I can't tell you how happy I was to get the black dragon question right. Made my year, it did.

> Colbert flubbed the open on two different occasions, so if the crowd sounds particulaly overblown on the final film, it was simply because we were rooting hard for him to get it down. (You can also see a little fist pump from him on the first joke as he tries to get through it.) On the subsequent takes, Colbert moved lines around and changed the timing, and once he got past it, he was able to get through the second and third segments without a stop, though the second segment seemed close to wiping out.

> During breaks, Colbert talks to staff, dances around, and sings along to the music like he's the lead singer in a band, with eye contact to the audience as if he's expecting them to know, and sing, the words. (They played REM's "End of the World As We Know It" -- yes, the same tune that we had on the site earlier this week to honor your first place Rays -- and he pointed to the audience to have us yell, "Leonard Bernstein!") He's got the charisma of someone who simply seems to love his job, and that's why the show taping is genuinely fun.

> The interview with Sen. Claire McCaskill was OK, but the best part of it didn't make the air. Before the commercial break, Colbert whirled in his chair, pointed at his guest, and screamed, "You're going down, McCaskill!" As the Senator has clearly seen the show before, she laughed it off.

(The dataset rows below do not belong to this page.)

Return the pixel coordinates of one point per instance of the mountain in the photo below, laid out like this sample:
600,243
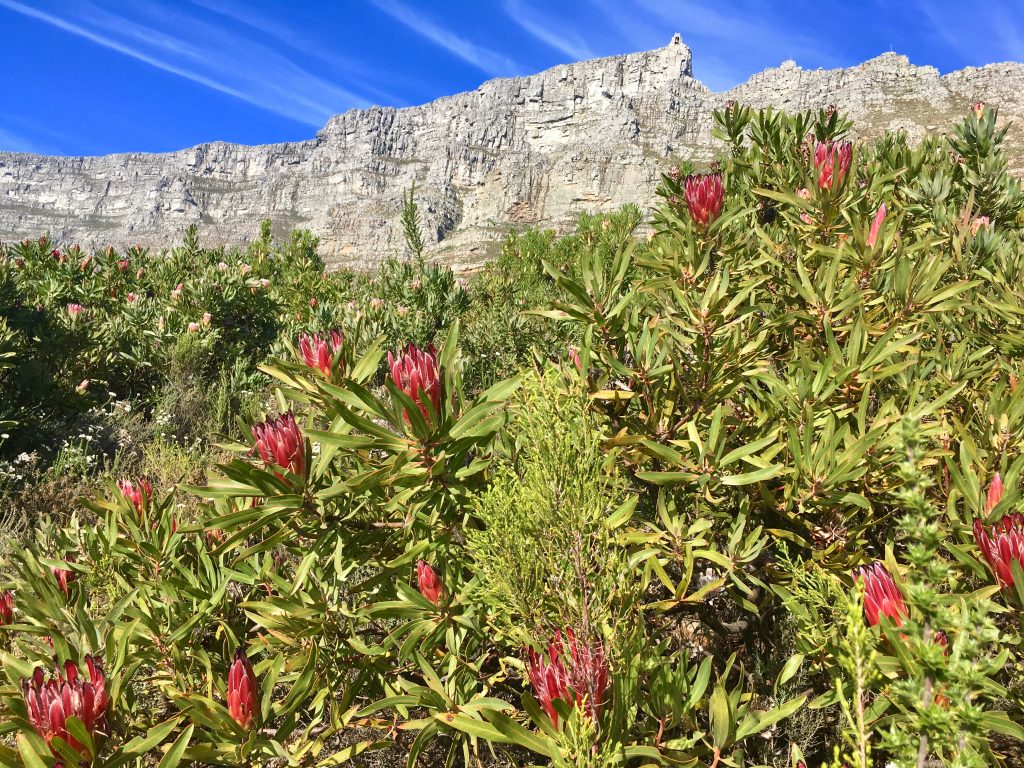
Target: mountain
535,150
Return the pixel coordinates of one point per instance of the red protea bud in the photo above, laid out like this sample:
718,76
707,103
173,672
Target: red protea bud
64,577
281,443
138,493
6,607
51,701
429,583
882,598
994,495
832,161
1001,545
417,374
578,679
318,350
704,194
243,691
880,216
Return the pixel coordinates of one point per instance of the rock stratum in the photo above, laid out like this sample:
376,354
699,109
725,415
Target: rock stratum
539,150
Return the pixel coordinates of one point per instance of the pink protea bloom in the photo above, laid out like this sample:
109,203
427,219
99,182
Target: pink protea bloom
882,598
832,161
429,583
880,216
6,607
138,493
318,350
280,443
705,195
51,701
1000,546
579,678
243,691
416,373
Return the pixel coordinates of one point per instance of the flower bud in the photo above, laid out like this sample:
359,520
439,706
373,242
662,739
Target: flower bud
6,607
429,583
1000,546
882,598
138,494
51,701
280,443
243,691
318,350
705,195
832,161
417,374
880,216
580,679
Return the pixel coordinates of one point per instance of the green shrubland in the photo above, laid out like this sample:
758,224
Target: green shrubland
731,484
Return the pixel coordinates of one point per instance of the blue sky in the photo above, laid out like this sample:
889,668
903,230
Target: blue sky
86,77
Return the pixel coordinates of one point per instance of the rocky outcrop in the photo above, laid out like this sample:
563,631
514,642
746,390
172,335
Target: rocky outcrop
591,136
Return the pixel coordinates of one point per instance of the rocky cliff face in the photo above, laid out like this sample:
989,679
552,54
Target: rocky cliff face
591,136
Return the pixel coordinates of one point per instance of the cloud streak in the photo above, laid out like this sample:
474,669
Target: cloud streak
571,45
493,62
238,68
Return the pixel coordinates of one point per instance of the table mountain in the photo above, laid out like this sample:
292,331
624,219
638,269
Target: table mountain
535,150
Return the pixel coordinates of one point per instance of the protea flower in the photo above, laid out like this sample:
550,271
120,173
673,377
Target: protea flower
881,596
280,443
1000,545
704,194
64,577
6,607
417,374
832,161
429,583
243,690
51,701
580,678
138,493
318,350
880,216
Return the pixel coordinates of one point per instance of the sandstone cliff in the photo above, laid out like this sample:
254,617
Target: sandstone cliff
521,151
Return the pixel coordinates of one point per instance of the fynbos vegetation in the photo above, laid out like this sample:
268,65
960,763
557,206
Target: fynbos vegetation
738,488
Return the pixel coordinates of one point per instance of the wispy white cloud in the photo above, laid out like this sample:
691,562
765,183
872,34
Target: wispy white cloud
487,60
209,55
544,30
371,76
10,141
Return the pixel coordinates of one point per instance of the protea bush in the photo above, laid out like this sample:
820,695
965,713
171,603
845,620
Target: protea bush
737,487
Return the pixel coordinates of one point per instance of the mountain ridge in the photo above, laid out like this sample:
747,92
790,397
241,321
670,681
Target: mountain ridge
529,150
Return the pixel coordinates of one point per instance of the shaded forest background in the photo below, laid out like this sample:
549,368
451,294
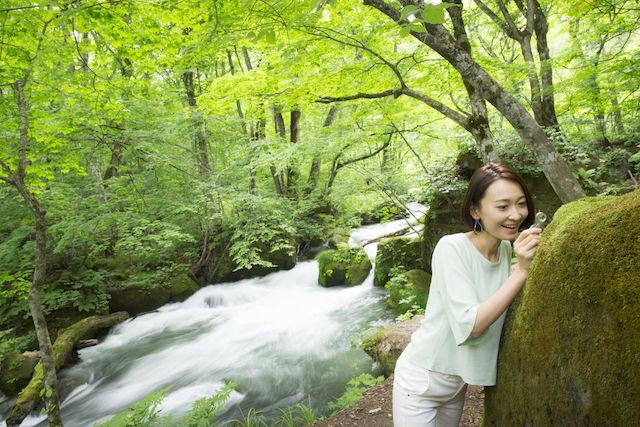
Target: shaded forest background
143,140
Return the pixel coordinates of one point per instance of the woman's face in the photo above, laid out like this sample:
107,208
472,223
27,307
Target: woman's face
503,208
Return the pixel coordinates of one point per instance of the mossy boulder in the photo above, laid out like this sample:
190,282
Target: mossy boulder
138,298
397,252
407,290
16,370
570,352
181,287
386,344
343,267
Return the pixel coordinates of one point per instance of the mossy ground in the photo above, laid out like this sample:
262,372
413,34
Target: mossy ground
396,252
570,352
343,267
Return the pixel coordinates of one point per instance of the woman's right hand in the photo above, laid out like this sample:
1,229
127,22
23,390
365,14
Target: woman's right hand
525,247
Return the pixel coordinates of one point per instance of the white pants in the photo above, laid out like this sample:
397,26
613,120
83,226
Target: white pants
423,398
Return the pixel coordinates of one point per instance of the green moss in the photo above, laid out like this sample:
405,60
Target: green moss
182,287
393,253
571,344
343,267
137,299
15,371
408,291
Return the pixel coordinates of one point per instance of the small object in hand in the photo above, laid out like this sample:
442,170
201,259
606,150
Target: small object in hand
541,220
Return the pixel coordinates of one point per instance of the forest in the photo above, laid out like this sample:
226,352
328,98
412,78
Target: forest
166,145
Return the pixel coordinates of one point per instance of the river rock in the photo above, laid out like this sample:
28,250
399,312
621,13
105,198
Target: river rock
570,352
16,370
408,290
397,252
343,267
386,345
144,297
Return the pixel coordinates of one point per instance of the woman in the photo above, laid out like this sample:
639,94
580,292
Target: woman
472,285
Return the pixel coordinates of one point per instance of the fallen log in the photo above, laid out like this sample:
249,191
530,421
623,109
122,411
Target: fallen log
30,396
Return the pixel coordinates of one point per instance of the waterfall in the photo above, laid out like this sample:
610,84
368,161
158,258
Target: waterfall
282,338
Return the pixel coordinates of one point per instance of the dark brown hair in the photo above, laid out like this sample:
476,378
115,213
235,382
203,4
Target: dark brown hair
480,181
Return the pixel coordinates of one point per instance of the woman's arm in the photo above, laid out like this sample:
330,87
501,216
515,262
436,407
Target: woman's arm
492,308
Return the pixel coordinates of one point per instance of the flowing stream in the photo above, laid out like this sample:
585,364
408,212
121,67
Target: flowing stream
282,338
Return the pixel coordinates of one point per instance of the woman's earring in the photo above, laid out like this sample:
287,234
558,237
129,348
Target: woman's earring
477,227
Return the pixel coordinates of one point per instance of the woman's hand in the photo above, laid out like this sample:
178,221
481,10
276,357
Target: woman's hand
525,247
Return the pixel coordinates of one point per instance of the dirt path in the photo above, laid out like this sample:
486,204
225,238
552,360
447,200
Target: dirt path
374,409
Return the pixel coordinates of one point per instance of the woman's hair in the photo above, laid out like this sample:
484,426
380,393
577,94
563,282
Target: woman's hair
481,180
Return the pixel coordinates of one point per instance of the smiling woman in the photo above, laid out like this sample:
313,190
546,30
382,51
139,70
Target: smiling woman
472,286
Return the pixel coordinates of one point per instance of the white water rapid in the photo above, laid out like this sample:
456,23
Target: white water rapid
282,338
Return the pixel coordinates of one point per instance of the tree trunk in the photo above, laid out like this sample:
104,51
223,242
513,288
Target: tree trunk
478,122
541,28
554,166
40,265
618,124
200,136
292,170
67,339
279,180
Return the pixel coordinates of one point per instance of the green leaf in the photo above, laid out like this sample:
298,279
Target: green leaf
407,11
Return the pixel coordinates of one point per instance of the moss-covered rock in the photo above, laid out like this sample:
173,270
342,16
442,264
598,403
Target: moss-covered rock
218,266
403,252
407,290
343,267
571,344
138,298
385,345
31,395
16,370
181,287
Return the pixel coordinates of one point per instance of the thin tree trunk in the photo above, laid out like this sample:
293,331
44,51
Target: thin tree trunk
478,122
292,170
40,266
618,124
201,140
316,161
554,166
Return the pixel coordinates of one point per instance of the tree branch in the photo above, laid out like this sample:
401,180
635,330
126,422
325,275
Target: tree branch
329,99
366,156
353,42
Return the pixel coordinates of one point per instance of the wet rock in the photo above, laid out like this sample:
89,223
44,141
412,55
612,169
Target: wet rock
343,267
571,341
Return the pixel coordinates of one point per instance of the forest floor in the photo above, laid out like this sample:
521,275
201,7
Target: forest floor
374,409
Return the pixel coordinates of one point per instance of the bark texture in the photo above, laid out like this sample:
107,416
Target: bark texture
30,396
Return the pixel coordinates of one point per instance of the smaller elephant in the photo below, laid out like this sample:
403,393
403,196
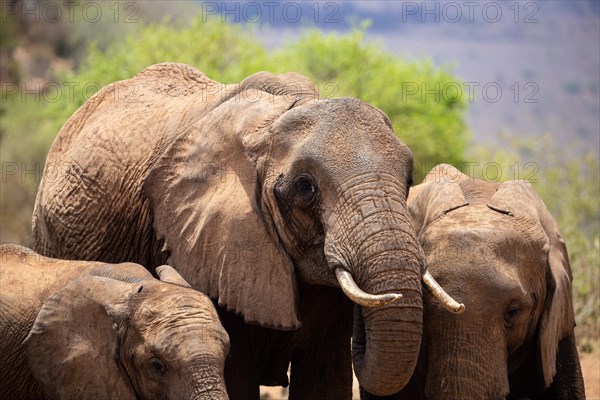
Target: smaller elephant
495,247
91,330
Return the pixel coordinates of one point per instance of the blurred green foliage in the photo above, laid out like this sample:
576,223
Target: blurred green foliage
568,181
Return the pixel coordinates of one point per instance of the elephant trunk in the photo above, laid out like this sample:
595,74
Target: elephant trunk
371,238
207,383
386,339
465,363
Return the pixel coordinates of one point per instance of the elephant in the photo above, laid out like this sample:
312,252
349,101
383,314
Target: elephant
495,247
283,207
91,330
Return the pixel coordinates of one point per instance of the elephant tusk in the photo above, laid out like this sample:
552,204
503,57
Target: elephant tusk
355,293
441,296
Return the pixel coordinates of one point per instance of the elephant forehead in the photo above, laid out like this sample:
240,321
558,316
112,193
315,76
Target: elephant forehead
486,245
341,134
166,302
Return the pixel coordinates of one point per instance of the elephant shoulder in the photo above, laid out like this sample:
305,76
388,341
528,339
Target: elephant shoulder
173,79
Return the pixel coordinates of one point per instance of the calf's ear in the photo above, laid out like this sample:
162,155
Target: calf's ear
72,348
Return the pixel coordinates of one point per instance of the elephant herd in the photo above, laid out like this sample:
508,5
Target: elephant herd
299,254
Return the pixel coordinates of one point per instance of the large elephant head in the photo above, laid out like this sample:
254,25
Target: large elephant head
128,338
247,189
496,248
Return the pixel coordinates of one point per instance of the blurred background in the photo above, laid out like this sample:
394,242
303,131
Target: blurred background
500,89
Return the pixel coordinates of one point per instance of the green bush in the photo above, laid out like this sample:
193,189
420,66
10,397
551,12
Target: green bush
431,124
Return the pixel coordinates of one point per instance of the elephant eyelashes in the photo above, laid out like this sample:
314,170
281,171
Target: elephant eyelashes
305,189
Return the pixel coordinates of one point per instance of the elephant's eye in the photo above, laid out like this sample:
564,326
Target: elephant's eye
305,189
511,314
158,367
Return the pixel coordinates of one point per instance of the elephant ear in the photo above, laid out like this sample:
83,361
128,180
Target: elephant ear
518,199
438,194
72,346
205,195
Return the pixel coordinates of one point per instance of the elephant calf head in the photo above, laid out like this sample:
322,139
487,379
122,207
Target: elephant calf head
495,247
113,331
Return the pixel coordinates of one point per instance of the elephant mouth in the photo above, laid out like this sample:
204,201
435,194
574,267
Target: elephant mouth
362,298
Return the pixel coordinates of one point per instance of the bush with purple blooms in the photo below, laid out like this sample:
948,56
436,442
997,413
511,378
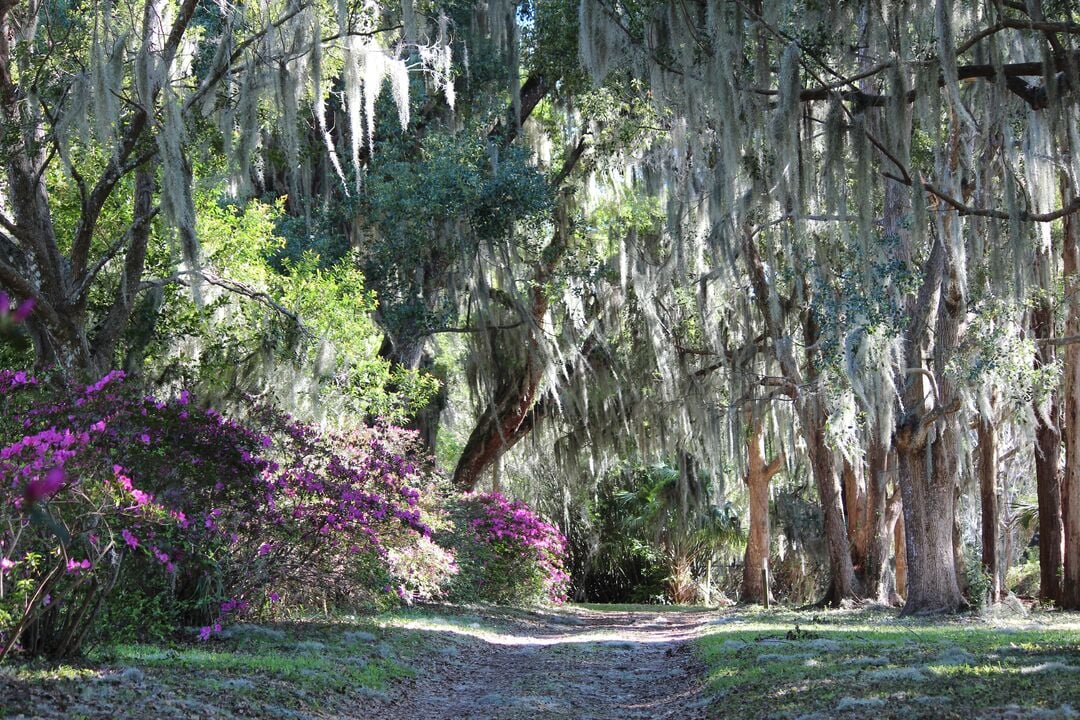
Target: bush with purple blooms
120,503
505,552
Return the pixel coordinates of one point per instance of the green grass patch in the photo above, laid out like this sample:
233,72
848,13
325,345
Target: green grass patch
780,664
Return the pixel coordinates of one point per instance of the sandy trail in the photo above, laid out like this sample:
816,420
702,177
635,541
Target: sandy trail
572,663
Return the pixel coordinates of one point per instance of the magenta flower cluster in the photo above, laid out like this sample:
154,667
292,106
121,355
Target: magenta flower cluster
258,511
518,537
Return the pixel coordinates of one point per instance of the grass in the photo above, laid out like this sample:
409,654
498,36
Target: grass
300,669
780,664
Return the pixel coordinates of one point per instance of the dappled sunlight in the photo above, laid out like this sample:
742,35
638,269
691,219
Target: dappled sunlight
657,629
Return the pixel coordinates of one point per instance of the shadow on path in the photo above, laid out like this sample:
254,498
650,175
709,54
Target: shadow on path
571,663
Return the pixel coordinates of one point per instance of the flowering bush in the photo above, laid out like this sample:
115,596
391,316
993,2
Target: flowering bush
507,553
106,492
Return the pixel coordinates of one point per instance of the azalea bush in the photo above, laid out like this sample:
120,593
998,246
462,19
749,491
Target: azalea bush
112,500
507,553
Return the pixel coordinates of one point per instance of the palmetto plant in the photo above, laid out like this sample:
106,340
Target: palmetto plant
672,510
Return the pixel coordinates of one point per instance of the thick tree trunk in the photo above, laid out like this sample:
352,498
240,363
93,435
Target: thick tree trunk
509,415
931,585
842,582
1048,443
926,440
1070,484
854,508
873,564
758,475
812,415
987,467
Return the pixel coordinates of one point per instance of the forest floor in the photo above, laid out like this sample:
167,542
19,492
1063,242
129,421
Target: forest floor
580,662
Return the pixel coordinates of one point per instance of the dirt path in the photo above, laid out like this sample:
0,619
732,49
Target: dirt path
572,663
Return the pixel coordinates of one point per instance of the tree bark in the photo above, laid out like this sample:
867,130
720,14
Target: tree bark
873,564
1048,442
1070,484
900,553
926,440
987,467
758,475
812,413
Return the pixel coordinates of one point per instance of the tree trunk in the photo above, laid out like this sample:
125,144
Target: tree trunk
854,508
1070,485
1048,442
900,554
842,582
812,413
926,440
987,467
931,585
874,535
509,415
758,475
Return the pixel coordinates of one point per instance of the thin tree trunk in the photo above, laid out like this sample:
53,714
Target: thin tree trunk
900,553
1070,484
758,475
876,530
1048,442
927,448
987,467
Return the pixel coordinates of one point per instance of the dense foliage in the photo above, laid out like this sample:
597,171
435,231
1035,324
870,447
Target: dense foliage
507,553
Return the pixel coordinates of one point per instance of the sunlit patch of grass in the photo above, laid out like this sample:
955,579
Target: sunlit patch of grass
42,673
659,609
780,664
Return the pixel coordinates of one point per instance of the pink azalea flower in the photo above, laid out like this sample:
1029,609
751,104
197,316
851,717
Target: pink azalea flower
45,486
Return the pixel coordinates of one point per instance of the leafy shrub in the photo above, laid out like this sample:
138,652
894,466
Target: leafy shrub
505,552
975,579
1023,579
110,498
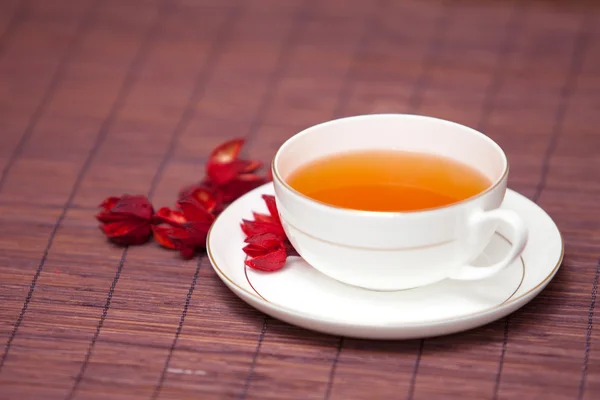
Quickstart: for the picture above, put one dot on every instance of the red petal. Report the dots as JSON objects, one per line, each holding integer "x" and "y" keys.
{"x": 253, "y": 251}
{"x": 272, "y": 261}
{"x": 272, "y": 206}
{"x": 265, "y": 240}
{"x": 252, "y": 228}
{"x": 162, "y": 235}
{"x": 194, "y": 210}
{"x": 137, "y": 206}
{"x": 226, "y": 152}
{"x": 171, "y": 217}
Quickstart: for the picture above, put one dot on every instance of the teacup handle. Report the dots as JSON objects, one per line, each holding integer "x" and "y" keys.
{"x": 517, "y": 235}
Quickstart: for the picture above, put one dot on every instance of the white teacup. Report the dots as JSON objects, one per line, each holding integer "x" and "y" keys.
{"x": 397, "y": 250}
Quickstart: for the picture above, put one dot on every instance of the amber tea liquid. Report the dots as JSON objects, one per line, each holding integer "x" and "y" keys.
{"x": 388, "y": 180}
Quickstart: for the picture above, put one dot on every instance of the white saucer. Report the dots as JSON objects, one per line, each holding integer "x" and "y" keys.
{"x": 302, "y": 296}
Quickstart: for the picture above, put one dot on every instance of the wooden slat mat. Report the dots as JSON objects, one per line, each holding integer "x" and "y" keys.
{"x": 100, "y": 98}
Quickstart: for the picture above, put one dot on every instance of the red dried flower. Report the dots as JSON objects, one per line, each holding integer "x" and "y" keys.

> All in all, the show was pretty good, and while we were both a bit hoarse from whooping and over laughing (he's funny, but when you are in the room, you're really trying to help him have a great show), it's a pretty good time. (But after acing the Black Dragon Breath Test, what do you expect me to say?)

And that's All You Need To Know...

5 comments:

Tracer Bullet said...

I suppose publicly admitting you were that deep into Dungeons and Dragons is better than admitting you tape your penis to your leg, head down to the waterfront and sell yourself to drunken and/or confused sailors . . . but not by much.

DMtShooter said...

You can smell the Bullet's ColJealousy from here, can't you?

I refuse to see why one boyhood geeky hobby -- say, collecting baseball cards, memorizing statistics, or furiously rubbing one out to any and sordid images of inspiration -- is any better or worse. So long as you eventually progress to more than one interest so that bear the slight semblance of a life, it's all good.

DMt, rolling his +4 Vorpal Blade of Nuance

cmjdad said...

Must have been fun. I can't remember you carrying on about anything in this way since the time you rambled on about your homoerotic fascination with John Kerry!

And come on, Manfred Mann's Blinded by the Light? How about Manfred Mann's version on Bruce Springsteen's Blinded by the Light (first song on Bruce's debut album, "Greetings from Asbury Park").

DMtShooter said...

Mann's video is much more fro-tastic. You're not beating that video for sheer winceability.

And as for my homoeroticism, Kerry was always too stiff. Denny Kucinich, now there's one wicked elf. We spoon.

The Truth said...

I can only assume that the 8 pens in your front pocket exploded through your pocket protector when you got the acid question right. I also assume you're in the market for a new slide rule as you probably broke it when you sat down. Also, how did your voice hold up during the question? I can almost hear your voice ala Peter Brady in the episode when his voice changes. Wait, damn. Who's the nerd now?